Anti-phospholipid antibodies should be screened by using a clotting functional assay (the Lupus Anticoagulant test) or by solid-phase assays: the anti-cardiolipin and the anti-b2 glycoprotein I antibody tests. Different tests are required because of the heterogeneity of the aPL population. Actually, each single test cannot detect all the possible autoantibodies and their combined use garantees that any positivity is not missed. At least one of the above-mentioned assays should test positive and must be confirmed in two occasions at least 12 weeks apart  to rule out transient positivities not associated with the clinical manifestations.

  How it’s treated

The most common situation is the detection of aPL after a thrombotic event or after recurrent fetal losses; thus the main target is prevention of recurrences, being the persistent presence of aPL a strong risk factor for new manifestations.

Vascular events.

Acute thrombotic events (both arterial and venous) are treated in a conventional way independently on the presence of aPL (anticoagulation by heparin infusion and then by oral anticoagulant drugs; in some cases clot dissolution by fibrinolytic agents).

For venous events, oral anticoagulation is required to avoid recurrences, possibly continued for years.

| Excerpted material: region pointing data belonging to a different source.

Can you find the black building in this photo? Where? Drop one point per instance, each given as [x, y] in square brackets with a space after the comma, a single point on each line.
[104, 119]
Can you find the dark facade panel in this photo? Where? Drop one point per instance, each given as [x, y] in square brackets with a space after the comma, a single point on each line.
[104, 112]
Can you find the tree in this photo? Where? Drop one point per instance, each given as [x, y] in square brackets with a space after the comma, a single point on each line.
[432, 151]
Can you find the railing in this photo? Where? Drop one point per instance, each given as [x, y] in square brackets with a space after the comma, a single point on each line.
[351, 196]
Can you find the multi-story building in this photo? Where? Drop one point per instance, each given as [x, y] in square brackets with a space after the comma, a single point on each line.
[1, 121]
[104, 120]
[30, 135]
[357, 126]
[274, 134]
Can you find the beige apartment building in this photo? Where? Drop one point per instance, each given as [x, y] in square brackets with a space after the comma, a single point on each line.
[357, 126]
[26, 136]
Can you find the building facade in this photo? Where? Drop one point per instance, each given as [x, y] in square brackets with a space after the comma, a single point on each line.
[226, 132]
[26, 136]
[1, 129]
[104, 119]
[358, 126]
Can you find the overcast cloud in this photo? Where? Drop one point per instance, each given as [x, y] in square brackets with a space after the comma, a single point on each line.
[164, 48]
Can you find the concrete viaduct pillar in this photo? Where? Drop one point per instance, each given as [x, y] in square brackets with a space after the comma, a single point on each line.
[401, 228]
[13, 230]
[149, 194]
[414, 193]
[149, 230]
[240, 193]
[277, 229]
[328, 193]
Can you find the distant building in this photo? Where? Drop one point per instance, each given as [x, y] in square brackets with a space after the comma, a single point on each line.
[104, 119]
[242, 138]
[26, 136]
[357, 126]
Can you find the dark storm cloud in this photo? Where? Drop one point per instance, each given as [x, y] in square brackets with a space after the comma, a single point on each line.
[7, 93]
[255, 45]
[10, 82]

Stronger anticoagulation is suggested in peculiar cases with additional risk factors for thrombosis (i.e. an associated systemic disease – such as a lupus disease – or the presence of other coagulation abnormalities).

For arterial events, the prevention of recurrences is performed with drugs that inhibit platelet function and only in severe cases with oral anticoagulation.

Obstetrical manifestations

Subcutaneous heparin and low dose aspirin are the standard therapy for preventing new fetal losses. The therapy is started at the beginning of the pregnancy and prolonged also in the period immediately after the delivery. Such a therapeutical approach has been shown to be effective in the majority of the cases with a positive pregnancy outcome in more than 80% of the patients. Pregnant women who experienced previous thrombotic events are treated with higher dose of heparin to avoid new thrombotic manifestations favored by the pregnancy itself.

The therapy with heparin and aspirin has been shown to be safe for both the mother and the baby in the majority of the cases.

Another frequent situation is the detection of aPL in subjects with no prior thrombotic events or pregnancies. Still debated is the need of a primary prevention of thrombosis or to treat the first pregnancy: in these situations the advisability of therapy is evaluated  in each patient. 

Broader health impacts:

Thrombosis per se is a devastating consequence in APS patients and it may affect any organ in the body.  The recurrence of thrombosis and miscarriages in patients with aPL is high and combined with high morbidity calls for an adequate treatment. In addition, the disease is associated with a significant socio-economical impact, often involving long-term disability and costly treatments.

Living with the illness

The need of a long-term oral anticoagulant therapy significantly affects the life style of the patients: need of regular controls for the anticoagulation effect, special attention to the diet and to situations at risk of bleeding. Correction of conventional risk factors for thrombosis (diabetes, hypertension, hypercholesterolemia, obesity, smoking and contraceptive/substitutive estrogen therapy) is mandatory in APS patients and significantly impacts the life style.

Present treatment for the prevention of the obsterical manifestations is quite effective and the majority of the women can have healthy babies eventually. Still there are non responsive cases for which alternative therapies (i.e. intravenous immunoglobulin infusions) may help.

Point to remember

§         The presence of aPL represent an important risk factor for recurrent thrombosis and miscarriages.

§         The mainstay of the therapeutic intervention is the prevention of clinical manifestations through oral anticoagulation or anti-platelet drugs. Correction of concomitant other risk factors for thrombosis is mandatory.